Когда вышла первая книга Гарнера, он оставил свою рабочую должность и получил работу внештатного телерепортёра, живя «впроголодь» на «скудный» бюджет.[3] Он также работал над продолжением «Волшебного камня Бризингамена», которое получило название «Луна в канун Гомрата».

«Луна в канун Гомрата» также вращается вокруг приключений Колина и Сьюзен, одержимой злобным существом по имени Броллачан, которое недавно проникло в мир. С помощью волшебника Каделлина Броллачана изгоняют, но душа Сьюзен тоже покидает её тело, отправляясь в другое измерение, ведя за собой Колина, ищущего путь, чтобы вернуть её.

В более позднем интервью в 1989 году Гарнер признался, что он оставил возможность для появления третьей книги о приключениях Колина и Сьюзен, задумав трилогию, но намеренно принял решение не писать её, а вместо этого двигаться дальше, чтобы написать что-то другое.[3] Тем не менее, «Boneland», завершение цикла, всё же было написано и опубликовано в августе 2012 года.[11]

«Элидор», «Совы на тарелках» и «Красное Смещение»: 1964–1973

В «Элидоре», место действия которого — современный Манчестер, речь идёт о четверых детях, которые попали в викторианскую церковь и нашли там портал в волшебную страну Элидор.

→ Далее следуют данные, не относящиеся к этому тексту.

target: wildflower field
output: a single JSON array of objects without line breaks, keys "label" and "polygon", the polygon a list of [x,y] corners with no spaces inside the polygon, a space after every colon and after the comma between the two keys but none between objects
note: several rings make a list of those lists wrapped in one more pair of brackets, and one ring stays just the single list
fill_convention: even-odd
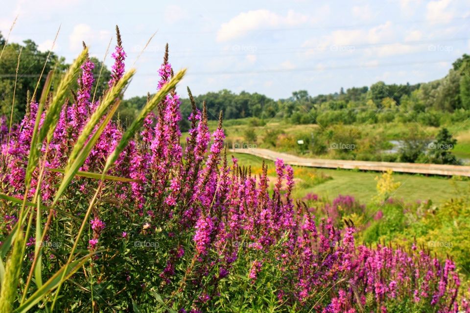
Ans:
[{"label": "wildflower field", "polygon": [[1,120],[0,312],[470,312],[466,198],[408,205],[389,172],[372,206],[295,198],[303,170],[239,164],[223,113],[211,134],[189,88],[182,145],[185,70],[167,46],[126,127],[112,119],[135,74],[118,30],[102,95],[84,47],[63,76],[44,73],[21,123]]}]

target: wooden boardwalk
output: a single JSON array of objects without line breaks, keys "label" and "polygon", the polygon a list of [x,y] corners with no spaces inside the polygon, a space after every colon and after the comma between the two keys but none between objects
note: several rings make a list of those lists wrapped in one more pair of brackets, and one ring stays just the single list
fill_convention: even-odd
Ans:
[{"label": "wooden boardwalk", "polygon": [[310,159],[277,152],[267,149],[231,149],[230,151],[237,153],[251,154],[272,161],[275,161],[278,158],[282,159],[286,164],[298,166],[346,169],[358,169],[379,171],[391,169],[394,172],[402,173],[470,177],[470,166]]}]

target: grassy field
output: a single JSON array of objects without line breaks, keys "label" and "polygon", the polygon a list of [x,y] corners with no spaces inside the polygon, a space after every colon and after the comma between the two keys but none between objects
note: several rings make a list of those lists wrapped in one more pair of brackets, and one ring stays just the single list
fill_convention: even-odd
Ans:
[{"label": "grassy field", "polygon": [[[252,119],[241,119],[224,121],[224,129],[227,136],[226,143],[231,146],[235,144],[240,145],[248,145],[259,148],[271,149],[280,152],[284,152],[296,155],[303,155],[307,157],[327,159],[347,159],[367,160],[364,157],[376,153],[377,151],[373,147],[378,144],[382,149],[388,149],[392,146],[385,147],[390,141],[400,141],[409,136],[410,133],[418,132],[423,136],[432,140],[439,130],[439,127],[418,125],[417,123],[403,123],[397,122],[389,123],[359,124],[354,124],[345,125],[344,128],[336,131],[344,132],[349,134],[349,137],[356,137],[355,141],[356,149],[355,156],[338,154],[337,151],[331,150],[324,154],[315,154],[309,151],[308,145],[304,149],[297,144],[298,140],[309,140],[315,132],[321,126],[314,124],[305,125],[293,125],[288,121],[282,119],[271,119],[262,121],[259,120],[254,123]],[[211,131],[215,129],[217,125],[216,121],[209,121],[209,128]],[[454,137],[457,140],[457,144],[454,147],[452,152],[455,156],[461,159],[464,164],[470,163],[470,121],[444,125],[448,128]],[[330,128],[329,128],[329,130]],[[334,129],[334,128],[333,128]],[[251,138],[247,138],[247,133],[250,130],[252,132]],[[333,131],[334,130],[329,130]],[[277,132],[280,135],[270,136],[270,134]],[[185,134],[186,135],[186,134]],[[182,136],[182,138],[185,137]],[[347,137],[340,136],[339,138],[327,136],[322,139],[322,142],[329,147],[331,142],[347,140]],[[336,139],[335,139],[336,138]],[[374,159],[371,159],[374,160]],[[380,161],[380,160],[375,160]],[[388,160],[382,160],[388,161]]]},{"label": "grassy field", "polygon": [[[240,165],[251,165],[255,173],[256,169],[261,167],[262,159],[260,158],[240,153],[231,154],[238,159]],[[269,168],[273,170],[273,162],[265,162]],[[309,193],[330,200],[340,194],[350,194],[362,203],[367,203],[376,193],[375,177],[379,175],[377,172],[294,167],[294,175],[297,179],[294,195],[297,198]],[[431,199],[433,202],[441,203],[468,192],[470,187],[470,182],[456,179],[398,173],[395,174],[394,176],[395,181],[400,182],[401,186],[397,190],[394,197],[402,199],[406,202]],[[314,182],[309,185],[305,183],[311,180],[312,177],[314,177]]]}]

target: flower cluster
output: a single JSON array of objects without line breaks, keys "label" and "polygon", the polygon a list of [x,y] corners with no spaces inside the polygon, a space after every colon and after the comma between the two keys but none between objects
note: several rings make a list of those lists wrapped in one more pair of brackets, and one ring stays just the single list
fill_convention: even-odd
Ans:
[{"label": "flower cluster", "polygon": [[[125,55],[118,36],[110,86],[124,72]],[[64,106],[50,144],[43,149],[47,168],[66,166],[70,147],[96,108],[97,102],[90,98],[93,68],[90,60],[83,64],[76,98]],[[157,89],[167,83],[172,73],[167,46],[159,73]],[[107,181],[100,194],[87,240],[90,250],[96,249],[99,241],[100,247],[114,251],[95,260],[103,265],[96,267],[101,271],[96,275],[99,282],[116,287],[100,287],[103,293],[98,298],[107,298],[107,294],[106,305],[114,301],[118,303],[122,296],[115,306],[122,307],[122,303],[134,302],[134,298],[127,297],[148,290],[151,296],[141,299],[145,302],[156,297],[153,290],[158,289],[166,298],[156,305],[164,302],[182,312],[216,311],[217,306],[223,306],[220,304],[231,300],[237,290],[244,292],[243,279],[239,280],[242,288],[230,285],[236,283],[235,278],[244,277],[250,290],[261,295],[259,299],[268,296],[264,289],[271,286],[275,306],[286,308],[285,311],[431,312],[432,308],[444,313],[470,312],[468,300],[462,298],[459,304],[460,281],[451,260],[433,257],[424,247],[409,250],[386,244],[373,248],[356,245],[352,222],[346,221],[341,230],[334,219],[341,212],[364,209],[353,198],[338,197],[326,206],[327,217],[319,220],[305,204],[292,199],[293,170],[282,160],[274,163],[277,177],[272,188],[264,164],[257,176],[235,158],[229,165],[222,114],[211,136],[205,104],[200,110],[190,92],[189,98],[193,110],[184,150],[178,126],[181,101],[173,90],[157,112],[147,117],[141,133],[110,172],[134,180],[129,185]],[[32,102],[21,124],[9,132],[0,120],[0,168],[5,169],[0,179],[4,193],[20,197],[25,190],[24,171],[37,106]],[[110,123],[81,169],[99,172],[123,131],[118,122]],[[41,186],[37,180],[32,182],[33,192],[40,188],[46,204],[55,193],[60,175],[48,171]],[[54,214],[79,216],[83,212],[77,204],[90,196],[96,185],[77,177],[72,186],[75,189],[65,195],[59,205],[61,210]],[[318,197],[310,194],[306,199],[317,201]],[[2,224],[7,227],[2,230],[2,236],[11,230],[17,214],[12,211],[4,215]],[[64,224],[58,223],[54,233],[69,231]],[[141,241],[130,247],[126,245],[131,238]],[[130,274],[139,266],[137,273]],[[79,289],[83,293],[78,302],[87,303],[88,289]],[[133,291],[118,295],[124,290]]]}]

Там Король Мэлиброн поручает им помочь спасти четыре сокровища, похищенные силами зла, которые пытаются взять Элидор под свой контроль. Успешно исполнив это, дети возвращаются домой в Манчестер, но злые силы преследуют их, чтобы украсть победу.

Действие «Сов на тарелках» происходит в Уэльсе и основывается на сюжете из средневекового валлийского эпоса «Мабиногион».

Цикл «Каменная Книга» и коллекции сказок: 1974–1994

Цикл «Каменная Книга» (19761978)[12] поэтичен по своему стилю и влиянию. Гарнер обращает особое внимание на язык и стремится воспроизвести модуляции чеширского диалекта английского языка. Он объясняет это чувством ярости, испытанным во время чтения поэмы «Сэр Гавейн и Зелёный Рыцарь»: его отец не нуждался бы в сносках. Этот и другие аспекты его трудов стали объектом детального анализа Нила Филипса в работе «Прекрасная Ярость: Критическое введение в творчество Алана Гарнера» (издательство «Коллинз», 1981).

В интервью 1989 года Гарнер заметил, что несмотря на то, что написание «Каменной Книги» было «изнурительным», она стала «самым стоящим из всего, что он написал к тому времени».[3]

«Strandloper», «Thursbitch» and «Boneland»: 1995–настоящее время

В 1996 году увидел свет роман Гарнера «Strandloper».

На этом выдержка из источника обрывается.